The Environmental Protection Agency has approved farmers in Mississippi and Minnesota to continue using the weedkiller dicamba, which has been blamed for damaging crops and wild vegetation, NPR reports.
Earlier this week, the EPA announced that dicamba, which is produced by Monsanto and was described by the agency as "a valuable pest control tool," can be used on varieties of soybeans and cotton that are resistant to the chemical.
Although dicamba was intended to replace the popular weedkiller glyphosate, which has become less effective against certain weeds, farmers reported widespread damage to non-resistant soybeans and other vegetables, though these complaints decreased in 2018.

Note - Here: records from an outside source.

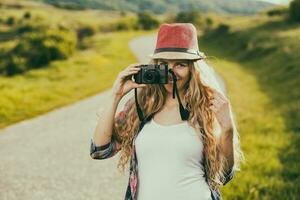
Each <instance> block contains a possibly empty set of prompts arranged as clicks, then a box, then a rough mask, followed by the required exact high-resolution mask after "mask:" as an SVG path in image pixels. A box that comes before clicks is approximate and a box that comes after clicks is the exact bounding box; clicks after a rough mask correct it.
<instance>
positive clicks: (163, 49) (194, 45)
mask: <svg viewBox="0 0 300 200" xmlns="http://www.w3.org/2000/svg"><path fill="white" fill-rule="evenodd" d="M149 57H150V58H152V59H158V58H161V59H188V60H200V59H202V58H205V57H206V56H205V54H204V53H203V52H201V51H199V47H198V39H197V30H196V27H195V26H194V25H193V24H191V23H173V24H162V25H161V26H160V27H159V31H158V35H157V41H156V47H155V51H154V53H153V54H152V55H150V56H149Z"/></svg>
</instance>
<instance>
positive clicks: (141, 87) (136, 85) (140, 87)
mask: <svg viewBox="0 0 300 200" xmlns="http://www.w3.org/2000/svg"><path fill="white" fill-rule="evenodd" d="M146 86H147V85H146V84H137V83H133V87H134V88H143V87H146Z"/></svg>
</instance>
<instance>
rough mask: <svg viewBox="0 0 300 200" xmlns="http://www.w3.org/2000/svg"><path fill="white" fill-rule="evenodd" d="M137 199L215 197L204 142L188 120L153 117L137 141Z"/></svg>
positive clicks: (205, 198) (168, 198)
mask: <svg viewBox="0 0 300 200" xmlns="http://www.w3.org/2000/svg"><path fill="white" fill-rule="evenodd" d="M135 148H136V155H137V160H138V177H139V185H138V189H137V200H153V199H155V200H182V199H185V200H211V192H210V189H209V187H208V184H207V183H206V181H205V178H204V171H203V166H202V164H201V163H200V161H201V160H202V150H203V144H202V141H201V139H200V138H199V137H198V136H197V133H196V131H195V129H194V128H193V127H191V126H189V125H188V122H187V121H184V122H182V123H179V124H174V125H161V124H158V123H156V122H155V121H154V119H153V118H152V119H151V121H150V122H148V123H146V124H145V125H144V127H143V129H142V130H141V131H140V133H139V134H138V136H137V137H136V140H135Z"/></svg>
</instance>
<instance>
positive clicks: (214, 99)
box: [209, 89, 232, 132]
mask: <svg viewBox="0 0 300 200" xmlns="http://www.w3.org/2000/svg"><path fill="white" fill-rule="evenodd" d="M209 108H210V109H211V110H212V111H213V112H214V113H215V115H216V118H217V120H218V122H219V123H220V126H221V129H222V132H227V131H228V130H231V129H232V119H231V116H230V108H229V101H228V99H227V98H226V97H224V95H223V94H221V93H220V92H218V91H217V90H215V89H212V97H210V106H209Z"/></svg>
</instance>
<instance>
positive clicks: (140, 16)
mask: <svg viewBox="0 0 300 200" xmlns="http://www.w3.org/2000/svg"><path fill="white" fill-rule="evenodd" d="M158 25H159V22H158V20H156V19H155V18H154V17H153V16H152V15H151V14H150V13H149V12H141V13H138V26H139V27H140V28H142V29H144V30H150V29H153V28H157V27H158Z"/></svg>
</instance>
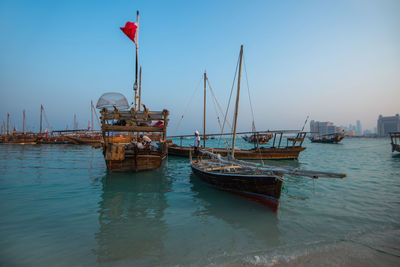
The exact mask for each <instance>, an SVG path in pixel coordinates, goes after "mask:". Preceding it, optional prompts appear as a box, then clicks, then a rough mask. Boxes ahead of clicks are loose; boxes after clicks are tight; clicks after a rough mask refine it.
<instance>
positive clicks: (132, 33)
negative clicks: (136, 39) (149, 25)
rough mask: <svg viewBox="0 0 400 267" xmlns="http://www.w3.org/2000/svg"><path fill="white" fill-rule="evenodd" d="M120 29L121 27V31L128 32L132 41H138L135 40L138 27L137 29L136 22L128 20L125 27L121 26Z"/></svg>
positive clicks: (127, 32)
mask: <svg viewBox="0 0 400 267" xmlns="http://www.w3.org/2000/svg"><path fill="white" fill-rule="evenodd" d="M120 29H121V31H123V32H124V33H125V34H126V36H128V37H129V39H131V40H132V42H134V43H136V42H135V37H136V29H137V25H136V23H134V22H130V21H128V22H127V23H126V24H125V27H123V28H122V27H121V28H120Z"/></svg>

The EPA did add more restrictions on how dicamba can be used, but Iowa State University scientist Bob Hartzler, who specializes in weeds, wrote on his website: "I don't think that these new restrictions will have a significant impact on the problems we've seen the past two years."
“The Trump EPA’s reckless re-approval of this dangerous poison ignores the facts on the ground and damage across millions of acres,” Nathan Donley, senior scientist for the nonprofit Center for Biological Diversity, said in a press release. “Simply adding more use restrictions to an uncontrollable pesticide that already comes with 39 pages of instructions and limitations reflects a broken process. Pesticide regulation has been hijacked by pesticide makers.”